Figure 2. a) The experiment schematic used to observe negative refraction. A blade blocks the transmitted beam partially such that the lateral shift of the beam due to refraction modulates the intensity of unblocked portion of the beam. b) The relative transmittance measured for different angles of incidence from the Al:ZnO/ZnO metamaterial. In the wavelength range 1.8-2.4 μm, the metamaterial shows negative refraction, which results in the dips in the curves.

The demonstration of a metal-free plasmonic metamaterial in the near-infrared range with super-high performance is a technologically important step. The transition from metals to doped semiconductor materials enables the efficient and practical implementation of metamaterial devices for applications such as light concentrators for solar cells, optical invisibility cloaks and super-resolution lenses. This demonstration heralds the field of metal-free optical metamaterials.

References:
[1] A. Boltasseva and H. A. Atwater, "Low-loss plasmonic metamaterials," Science 331, 290-291 (2011). Abstract. 2Physics Article.
[2] Gururaj V. Naik, Jongbum Kim and Alexandra Boltasseva, “Oxides and nitrides as alternative plasmonic materials in the optical range,” Optical Material Express, 1, 1090-1099 (2011). Abstract.

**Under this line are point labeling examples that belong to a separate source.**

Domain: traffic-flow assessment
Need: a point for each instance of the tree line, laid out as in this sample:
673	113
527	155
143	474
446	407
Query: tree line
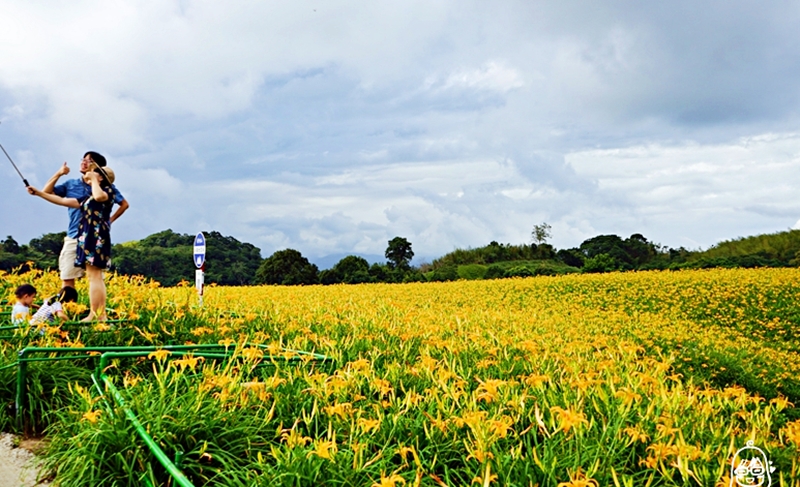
167	258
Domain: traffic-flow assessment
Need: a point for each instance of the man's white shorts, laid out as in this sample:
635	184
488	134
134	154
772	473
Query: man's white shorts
66	261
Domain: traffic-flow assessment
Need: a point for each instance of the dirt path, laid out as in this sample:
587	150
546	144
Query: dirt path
17	465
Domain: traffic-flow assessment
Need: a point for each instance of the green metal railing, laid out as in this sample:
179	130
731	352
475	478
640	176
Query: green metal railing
177	475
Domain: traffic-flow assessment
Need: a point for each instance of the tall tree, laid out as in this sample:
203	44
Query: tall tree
10	245
399	253
287	267
541	233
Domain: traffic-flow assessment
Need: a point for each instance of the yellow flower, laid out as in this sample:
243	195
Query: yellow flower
369	425
500	427
792	432
159	355
569	419
324	449
636	434
188	361
488	390
342	410
131	380
578	479
92	416
293	438
389	481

[3] Anthony J. Hoffman, Leonid Alekseyev, Scott S. Howard, Kale J. Franz, Dan Wasserman, Viktor A. Podolskiy, Evgenii E. Narimanov, Deborah L. Sivco & Claire Gmachl, “Negative refraction in semiconductor metamaterials,” Nature Materials, 6, 946-950 (2007). Abstract.
[4] Gururaj V. Naik, Jingjing Liua, Alexander V. Kildishev, Vladimir M. Shalaev and Alexandra Boltasseva, “Demonstration of Al:ZnO as a plasmonic component of near-infrared metamaterials,” Proceedings of the National Academy of Sciences of the United States of America,(published online May 16, 2012) DOI: 10.1073/pnas.112151710. Abstract.